From the event description:
Various governmental and private measures relating to COVID-19 are raising challenging civil liberties questions both in the US and around the world. What are the limits on States and localities’ ability to restrict movement? Should journalists be able to be sued for promoting approaches deemed insufficiently or overly aggressive? Do businesses shut down by government order have any legal recourse? What kind of reason do police need to stop people on the street to enforce stay-at-home orders? What about government redirection of medical resources away from abortions? What about government redirection of goods and production capacity? Rationing of scarce medical resources on the basis of anticipated quality of life?
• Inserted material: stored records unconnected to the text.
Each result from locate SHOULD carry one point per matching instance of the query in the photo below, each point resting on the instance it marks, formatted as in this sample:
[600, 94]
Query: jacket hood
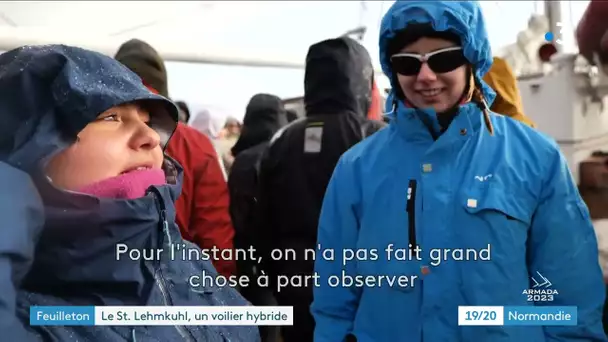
[463, 18]
[209, 121]
[338, 78]
[146, 62]
[264, 116]
[55, 92]
[508, 99]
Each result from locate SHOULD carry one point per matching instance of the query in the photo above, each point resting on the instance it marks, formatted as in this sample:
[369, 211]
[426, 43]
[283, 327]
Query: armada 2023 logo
[541, 291]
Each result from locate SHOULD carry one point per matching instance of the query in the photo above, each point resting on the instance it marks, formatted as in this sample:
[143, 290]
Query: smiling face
[433, 89]
[118, 141]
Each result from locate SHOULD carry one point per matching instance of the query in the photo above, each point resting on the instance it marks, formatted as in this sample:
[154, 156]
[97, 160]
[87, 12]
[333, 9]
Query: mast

What about churches told not to hold in-person or drive-in services? What about prisoners and detained unlawful entrants at heightened exposure risk? What about landlords forbidden to evict tenants? Nor are the challenges limited to the immediate emergency measures. Potential public health steps intended to facilitate safer reopening also raise thorny problems. Should the government be able to condition going back to work or getting on an airplane on a negative COVID-19 test? Or a positive antibody test? Should a company or an airline? Should privacy laws including HIPAA and others be relaxed to permit more effective isolation of people who test positive, including using cell phone location information to send phone alerts to health officials about people who have tested positive and are not self-isolating? Or their close contacts? Or to help with contact tracing? If not how will this affect the efficacy of stepped up testing efforts? Even if in theory some of this makes sense, does the US really have the enforcement resources and bureaucratic capacity effectively to borrow/emulate some of these techniques that have been used in other countries? This panel will explore these questions.